Yuan Yongzhe, Wu Yue, Gong Maoguo, Miao Qiguang, Qin A K
IEEE Trans Neural Netw Learn Syst. 2025 Jul;36(7):13291-13303. doi: 10.1109/TNNLS.2024.3476114.
The precision of unsupervised point cloud registration methods is typically limited by the lack of reliable inlier estimation and self-supervised signal, especially in partially overlapping scenarios. In this article, we propose an effective inlier estimation method for unsupervised point cloud registration by capturing geometric structure consistency between the source point cloud and its corresponding reference point cloud copy. Specifically, to obtain a high-quality reference point cloud copy, a one-nearest neighborhood (1-NN) point cloud is generated by input point cloud, which facilitates matching map construction and allows for integrating dual neighborhood matching scores of 1-NN point cloud and input point cloud to improve matching confidence. Benefiting from the high-quality reference copy, we argue that the neighborhood graph formed by inlier and its neighborhood should have consistency between source point cloud and its corresponding reference copy. Based on this observation, we construct transformation-invariant geometric structure representations and capture geometric structure consistency to score the inlier confidence for estimated correspondences between source point cloud and its reference copy. This strategy can simultaneously provide the reliable self-supervised signals for model optimization. Finally, we further calculate transformation estimation by the weighted SVD algorithm with the estimated correspondences and the corresponding inlier confidence. We train the proposed model in an unsupervised manner, and extensive experiments on synthetic and real-world datasets illustrate the effectiveness of the proposed method.

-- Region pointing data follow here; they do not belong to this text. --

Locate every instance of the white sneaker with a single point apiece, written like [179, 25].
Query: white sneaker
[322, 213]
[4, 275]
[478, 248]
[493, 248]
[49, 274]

无监督点云配准方法的精度通常受到可靠内点估计和自监督信号缺乏的限制,特别是在部分重叠的场景中。在本文中,我们通过捕捉源点云和其对应的参考点云副本之间的几何结构一致性,提出了一种有效的无监督点云配准内点估计方法。具体来说,为了获得高质量的参考点云副本,通过输入点云生成一个单最近邻(1-NN)点云,这有助于匹配地图构建,并允许整合1-NN点云和输入点云的双邻域匹配分数以提高匹配置信度。受益于高质量的参考副本,我们认为由内点及其邻域形成的邻域图在源点云和其对应的参考副本之间应该具有一致性。基于这一观察,我们构建变换不变的几何结构表示并捕捉几何结构一致性,以对源点云和其参考副本之间估计对应关系的内点置信度进行评分。该策略可以同时为模型优化提供可靠的自监督信号。最后,我们使用加权奇异值分解(SVD)算法,根据估计的对应关系和相应的内点置信度进一步计算变换估计。我们以无监督方式训练所提出的模型,在合成数据集和真实世界数据集上的大量实验证明了所提方法的有效性。